Abstract
Nasal colonization of methicillin-resistant Staphylococcus aureus (MRSA) plays an important role in the epidemiology and pathogenesis of disease. Situations of close-quarter contact in groups are generally regarded as a risk factor for community-acquired MRSA strains due to transmission via fomites and person-to-person contact. With these criteria for risk, homeless individuals using shelter facilities, including showers and toilets, should be considered high risk for colonization and infection. The aim of this study was to determine the prevalence of nasal colonization of MRSA in a homeless population compared to established rates of colonization within the public and a control group of subjects from a neighboring medical school campus, and to analyze phylogenetic diversity among the MRSA strains. Nasal samples were taken from the study population of 332 adult participants and analyzed. In addition, participants were surveyed about various lifestyle factors in order to elucidate potential patterns of behavior associated with MRSA colonization. Homeless and control groups both had higher prevalence of MRSA (9.8 and 10.6%, respectively), when compared to the general population reported by previous studies (1.8%). However, the control group had a similar MRSA rate compared to health-care workers (4.6%), while the homeless population had an increased prevalence. Risk factors identified in this study included male gender, age over 50 years, and use of antibiotics within the past 3 months. Phylogenetic relationships between nine of the positive samples from the homeless population were analyzed, showing eight of the nine samples had a high degree of relatedness between the spaA genes of the MRSA strains. This indicates that the same MRSA strain might be transmitted from person-to-person among homeless population. These findings increase our understanding of key differences in MRSA characteristics within homeless populations, as well as risks for MRSA associated with being homeless, such as age and gender, which may then be a useful tool in guiding more effective prevention, treatment, and health care for homeless individuals.
Highlights
Nasal colonization of methicillin-resistant Staphylococcus aureus (MRSA) plays an important role in the epidemiology and pathogenesis of disease [1]

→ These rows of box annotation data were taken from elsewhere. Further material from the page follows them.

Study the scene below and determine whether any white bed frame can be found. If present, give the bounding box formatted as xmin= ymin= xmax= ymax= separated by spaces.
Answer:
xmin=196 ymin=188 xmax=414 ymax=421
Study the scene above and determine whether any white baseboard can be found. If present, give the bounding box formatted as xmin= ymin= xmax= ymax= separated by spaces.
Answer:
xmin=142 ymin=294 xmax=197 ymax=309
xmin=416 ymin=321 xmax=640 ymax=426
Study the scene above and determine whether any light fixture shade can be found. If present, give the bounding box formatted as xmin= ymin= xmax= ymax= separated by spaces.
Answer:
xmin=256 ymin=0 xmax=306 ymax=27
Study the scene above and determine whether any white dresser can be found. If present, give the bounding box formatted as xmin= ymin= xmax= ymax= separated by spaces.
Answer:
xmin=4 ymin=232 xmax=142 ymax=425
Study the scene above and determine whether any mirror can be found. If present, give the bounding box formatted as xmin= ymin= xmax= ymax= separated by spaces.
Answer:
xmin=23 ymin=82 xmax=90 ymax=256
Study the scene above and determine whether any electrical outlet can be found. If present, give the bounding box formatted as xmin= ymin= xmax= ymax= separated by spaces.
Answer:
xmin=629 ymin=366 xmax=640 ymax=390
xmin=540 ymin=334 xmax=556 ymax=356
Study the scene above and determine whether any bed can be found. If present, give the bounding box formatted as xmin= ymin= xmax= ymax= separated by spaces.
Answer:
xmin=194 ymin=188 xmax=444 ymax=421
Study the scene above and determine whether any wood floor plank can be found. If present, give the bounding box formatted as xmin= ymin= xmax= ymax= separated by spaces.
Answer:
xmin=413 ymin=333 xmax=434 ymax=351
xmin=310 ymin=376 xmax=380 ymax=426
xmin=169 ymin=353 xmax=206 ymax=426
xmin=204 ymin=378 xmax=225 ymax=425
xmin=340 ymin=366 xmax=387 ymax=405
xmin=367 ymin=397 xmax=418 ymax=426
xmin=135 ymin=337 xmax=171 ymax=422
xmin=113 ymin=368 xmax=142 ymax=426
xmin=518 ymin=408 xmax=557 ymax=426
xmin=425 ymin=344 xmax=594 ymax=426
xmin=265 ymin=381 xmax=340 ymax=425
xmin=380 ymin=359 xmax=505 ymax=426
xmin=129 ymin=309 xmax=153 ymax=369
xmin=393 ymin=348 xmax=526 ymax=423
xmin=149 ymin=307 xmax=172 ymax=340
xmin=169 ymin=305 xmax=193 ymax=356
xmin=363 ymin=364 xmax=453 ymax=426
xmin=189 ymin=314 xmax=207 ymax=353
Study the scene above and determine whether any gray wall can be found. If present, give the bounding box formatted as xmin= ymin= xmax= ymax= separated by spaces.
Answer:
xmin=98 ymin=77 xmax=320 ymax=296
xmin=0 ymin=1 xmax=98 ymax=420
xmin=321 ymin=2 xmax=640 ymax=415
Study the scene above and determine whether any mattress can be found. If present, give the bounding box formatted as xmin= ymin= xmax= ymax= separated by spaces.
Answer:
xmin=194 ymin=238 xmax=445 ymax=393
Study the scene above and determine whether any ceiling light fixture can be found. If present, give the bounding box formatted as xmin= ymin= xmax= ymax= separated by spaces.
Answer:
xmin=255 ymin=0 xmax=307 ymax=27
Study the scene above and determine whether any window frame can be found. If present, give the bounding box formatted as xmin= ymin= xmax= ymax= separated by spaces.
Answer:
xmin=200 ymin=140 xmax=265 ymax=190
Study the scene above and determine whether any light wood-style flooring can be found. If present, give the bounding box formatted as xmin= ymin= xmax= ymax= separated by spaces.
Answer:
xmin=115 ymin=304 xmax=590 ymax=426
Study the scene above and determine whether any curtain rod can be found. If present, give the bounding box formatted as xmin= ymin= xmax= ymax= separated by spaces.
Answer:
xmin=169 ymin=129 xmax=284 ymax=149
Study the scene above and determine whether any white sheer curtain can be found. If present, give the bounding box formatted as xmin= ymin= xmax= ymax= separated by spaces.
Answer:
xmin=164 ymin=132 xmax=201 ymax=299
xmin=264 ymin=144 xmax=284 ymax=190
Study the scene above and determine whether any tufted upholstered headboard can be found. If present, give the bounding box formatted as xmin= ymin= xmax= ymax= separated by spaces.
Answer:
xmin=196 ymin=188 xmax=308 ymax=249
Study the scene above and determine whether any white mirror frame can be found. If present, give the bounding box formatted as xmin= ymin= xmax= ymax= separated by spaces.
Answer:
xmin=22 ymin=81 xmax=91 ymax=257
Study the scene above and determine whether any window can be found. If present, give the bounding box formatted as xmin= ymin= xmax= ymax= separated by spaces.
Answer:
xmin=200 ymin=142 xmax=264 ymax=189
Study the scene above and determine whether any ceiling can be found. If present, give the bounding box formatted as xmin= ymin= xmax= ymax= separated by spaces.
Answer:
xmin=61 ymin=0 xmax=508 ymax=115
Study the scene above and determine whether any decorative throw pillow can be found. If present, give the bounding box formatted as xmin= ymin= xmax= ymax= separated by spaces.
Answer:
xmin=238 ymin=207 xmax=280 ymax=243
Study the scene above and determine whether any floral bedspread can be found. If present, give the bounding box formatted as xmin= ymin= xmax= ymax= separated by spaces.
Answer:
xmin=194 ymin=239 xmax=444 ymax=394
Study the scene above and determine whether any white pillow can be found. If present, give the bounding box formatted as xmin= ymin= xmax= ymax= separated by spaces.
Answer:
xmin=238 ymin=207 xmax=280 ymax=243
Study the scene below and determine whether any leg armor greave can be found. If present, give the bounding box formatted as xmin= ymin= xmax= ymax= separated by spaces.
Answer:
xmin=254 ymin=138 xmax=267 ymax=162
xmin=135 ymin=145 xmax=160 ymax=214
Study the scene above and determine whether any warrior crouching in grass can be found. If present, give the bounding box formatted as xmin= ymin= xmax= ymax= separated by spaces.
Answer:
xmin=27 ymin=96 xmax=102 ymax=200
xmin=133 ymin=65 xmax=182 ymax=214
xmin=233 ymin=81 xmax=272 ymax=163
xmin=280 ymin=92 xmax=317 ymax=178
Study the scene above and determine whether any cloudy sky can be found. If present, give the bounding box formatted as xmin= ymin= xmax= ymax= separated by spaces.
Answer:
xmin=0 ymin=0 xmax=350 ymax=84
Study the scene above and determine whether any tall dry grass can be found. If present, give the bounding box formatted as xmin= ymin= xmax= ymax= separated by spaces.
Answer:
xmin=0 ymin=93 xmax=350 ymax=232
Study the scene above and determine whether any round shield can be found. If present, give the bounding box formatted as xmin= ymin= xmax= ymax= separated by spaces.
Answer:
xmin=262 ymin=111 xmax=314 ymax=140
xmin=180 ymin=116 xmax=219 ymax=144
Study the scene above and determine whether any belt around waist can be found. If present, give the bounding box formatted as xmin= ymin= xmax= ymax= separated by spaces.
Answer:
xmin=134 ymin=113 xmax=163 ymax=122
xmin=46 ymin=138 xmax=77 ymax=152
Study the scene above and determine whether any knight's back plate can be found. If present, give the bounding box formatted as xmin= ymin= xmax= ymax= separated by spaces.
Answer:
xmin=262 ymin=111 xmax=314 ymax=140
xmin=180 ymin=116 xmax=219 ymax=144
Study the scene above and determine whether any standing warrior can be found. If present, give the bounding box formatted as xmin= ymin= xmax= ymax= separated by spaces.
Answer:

Using a total of 285 samples from the homeless population and the 47 samples from the control population, it was determined by chi-squared analysis that both the homeless population (p < 0.001) and the control group (p < 0.01) had an increased prevalence of MRSA colonization compared to the general population (Table 1) as reported by Dulon et al in a 2014 study [23]
Given the crowded conditions of shelters and lifestyle factors associated with homelessness, homeless individuals appear to be at a higher risk for MRSA colonization than the general population (Table 1)
Summary
Nasal colonization of methicillin-resistant Staphylococcus aureus (MRSA) plays an important role in the epidemiology and pathogenesis of disease [1]. MRSA is a group of virulent strains of S. aureus that are resistant to treatment with beta-lactam antibiotic medicines. These strains were first reported in the United Kingdom in 1961 and appeared in the United States in 1981 [2, 3]. It is estimated that 53 million people worldwide and 2.5 million Americans are carriers of MRSA [3], meaning MRSA colonizes the natural microbiota of these individuals. MRSA colonization is considered a risk for MRSA infection [4], since carrying the bacteria increases risk of infection as well as subsequent symptoms of infection, if predisposing events such as an open wound or immunosuppression exist. While the clinical presentation of MRSA is identical to that of methicillin-sensitive S. aureus, drug resistance may present additional challenges in treatment and management [2, 3]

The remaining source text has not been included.